Evaluation of data-driven models (SVR and ANN) for groundwater-level prediction in confined and unconfined systems

Abstract

Modeling the behavior of groundwater levels is necessary to implement sustainable groundwater resource management. Groundwater is a non-linear and complex system, which can be modeled by data-driven models. This study evaluates the performances of data-driven models, support vector machine regression (SVR) and artificial neural network (ANN), for forecasting groundwater levels of confined and unconfined systems at 1-, 2-, and 3-month ahead. This is the first time that confined and unconfined aquifers have been compared using data-driven models. In addition, to identify the optimal input combination, a hybrid gamma test (GT) and genetic algorithm (GA) was used. The coefficient of correlation (R), Mean Absolute Error (MAE), root mean squared error (RMSE), Nash–Sutcliffe efficiency (NSE), and developed discrepancy ratio (DDR) were applied to evaluate the SVR and ANN models. Results showed that the SVR and ANN models were more accurate for the unconfined system than the confined system for forecasts up to 3-month ahead.
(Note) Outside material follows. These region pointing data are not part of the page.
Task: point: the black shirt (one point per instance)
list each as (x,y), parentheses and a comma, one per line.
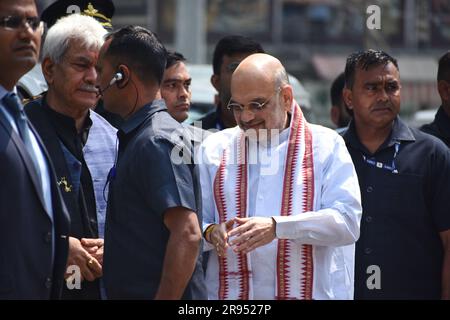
(74,141)
(145,184)
(440,127)
(403,213)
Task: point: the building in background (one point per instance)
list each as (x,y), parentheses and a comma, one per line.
(311,37)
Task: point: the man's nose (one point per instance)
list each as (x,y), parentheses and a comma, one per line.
(91,75)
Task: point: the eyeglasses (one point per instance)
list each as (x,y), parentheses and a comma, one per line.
(16,22)
(254,106)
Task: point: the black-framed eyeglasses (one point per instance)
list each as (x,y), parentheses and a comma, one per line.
(254,106)
(16,22)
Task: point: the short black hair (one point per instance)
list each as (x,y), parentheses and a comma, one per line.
(139,49)
(233,44)
(444,67)
(365,60)
(336,90)
(174,57)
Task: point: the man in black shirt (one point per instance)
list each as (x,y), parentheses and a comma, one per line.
(440,127)
(404,247)
(153,235)
(81,144)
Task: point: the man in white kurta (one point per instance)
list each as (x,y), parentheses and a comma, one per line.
(280,215)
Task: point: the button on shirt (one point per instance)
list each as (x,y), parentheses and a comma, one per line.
(403,214)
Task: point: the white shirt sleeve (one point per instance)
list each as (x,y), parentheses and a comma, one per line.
(337,221)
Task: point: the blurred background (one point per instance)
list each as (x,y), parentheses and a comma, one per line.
(312,38)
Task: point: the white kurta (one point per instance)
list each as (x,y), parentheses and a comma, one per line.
(332,228)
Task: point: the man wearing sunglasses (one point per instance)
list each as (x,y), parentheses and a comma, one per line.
(281,201)
(33,220)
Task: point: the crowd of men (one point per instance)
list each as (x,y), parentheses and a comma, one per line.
(105,185)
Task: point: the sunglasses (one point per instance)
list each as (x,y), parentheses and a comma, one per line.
(16,22)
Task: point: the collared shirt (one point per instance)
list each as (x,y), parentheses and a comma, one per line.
(146,181)
(403,213)
(72,143)
(331,228)
(440,127)
(41,161)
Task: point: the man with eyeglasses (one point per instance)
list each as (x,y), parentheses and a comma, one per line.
(281,201)
(33,220)
(404,174)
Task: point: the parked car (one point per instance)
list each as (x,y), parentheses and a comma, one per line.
(203,93)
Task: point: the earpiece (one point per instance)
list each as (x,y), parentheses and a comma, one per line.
(117,77)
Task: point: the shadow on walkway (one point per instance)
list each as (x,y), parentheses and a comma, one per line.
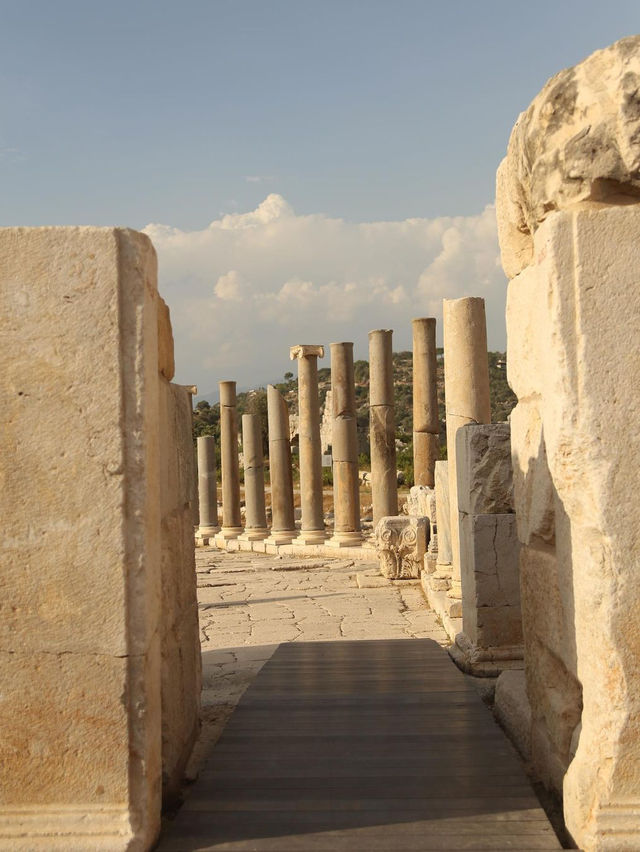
(361,745)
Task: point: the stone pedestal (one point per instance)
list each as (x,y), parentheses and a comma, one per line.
(231,517)
(466,375)
(401,543)
(426,423)
(573,355)
(312,528)
(255,527)
(283,528)
(346,484)
(207,487)
(81,634)
(384,474)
In both hydrogeological systems for 1-month ahead, the models performed better than for 2- and 3-month ahead forecasts, and the accuracy of the models decreased as the months ahead increased. The SVR model performed better than the ANN model for 1-, 2-, and 3-month ahead groundwater-level forecasting. The SVR model could be successfully used in predicting monthly groundwater in confined and unconfined systems.